Unilever Pakistan Tells Fired Temps: Give Up Your Struggle or Give Up Benefits!
Posted to the IUF website 01-Oct-2008
Resistance by the Action Committee for the Dismissed Workers of Unilever Rahim Yar Khan, Pakistan, has won out against the latest round of management threats and coercion.
In October last year, management instantly terminated 292 “temporary” workers - most of them with many years of service - at its plant in Rahim Yar Khan in direct response to the plant union’s announcement that it would open its ranks to temporary workers and assist them in winning the permanent employment status due them in law. The mass sackings were facilitated by the presence of heavily armed police and Elite Troops operating inside the factory (and comfortably installed in the “guest” facilities. The dismissed workers were instantly replaced by casual workers recruited through a new labour hire agency hastily set up by relatives and cronies of the plant management.

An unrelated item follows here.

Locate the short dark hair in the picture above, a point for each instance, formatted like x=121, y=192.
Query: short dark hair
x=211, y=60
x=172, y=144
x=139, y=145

Dozens of dismissed workers filed individual petitions in court against unfair dismissal, asserting both their legal right to permanent employment and the right to join the union.
In December 2007, the dismissed workers founded the Action Committee for the Dismissed Workers of Unilever Rahim Yar Khan and have been actively supported by the IUF-affiliated National Federation of Food, Beverages and Tobacco Workers (NFFBTW).
In retaliation, Unilever management refused to issue payments from the workers’ profit participation fund of 2007 unless the dismissed workers withdraw their legal cases challenging the dismissals. Under Pakistan law companies employing more than 50 workers are required to put 5% of profits into the workers’ profit participation fund every year. This money is then paid to workers, forming one of the most important economic benefits workers that are legally entitled to. All of the workers at Unilever Rahim Yar Khan, including the 292 dismissed temporary workers, should receive payments from the 2007 fund.
Without wages or work for the past 11 months in a company town, Unilever has savagely exploited the workers’ desperate situation by insisting that they withdraw their legal cases as a condition for receiving the money.
In response to this coercion the Action Committee filed a complaint with the local Labour Directorate and held a protest demonstration during the recent visit of the Labour Minister for Punjab Province. The protest succeeded in getting the attention of the Labour Minister and as a result government officials warned Unilever that it must immediately issue payments from the workers’ profit participation fund to all workers, including the dismissed temporary workers.
The dismissed temporary workers will therefore continue their legal cases against Unilever’s unfair dismissal and union-busting, and at the same time still receive the much needed workers’ profit participation fund entitlements they are rightfully due.
Of the 8,000 persons involved in manufacturing Unilever products in Pakistan, only 371 are directly employed by Unilever. Heavy reliance on casual, temporary and agency workers, workers whose contracts bring them no job security and inferior pay and benefits to those formally employed by Unilever, is the rule throughout the company’s operations. The Action Committee is challenging Unilever’s ruthless elimination of permanent employment, and deserves the support of unions around the world struggling for trade union rights.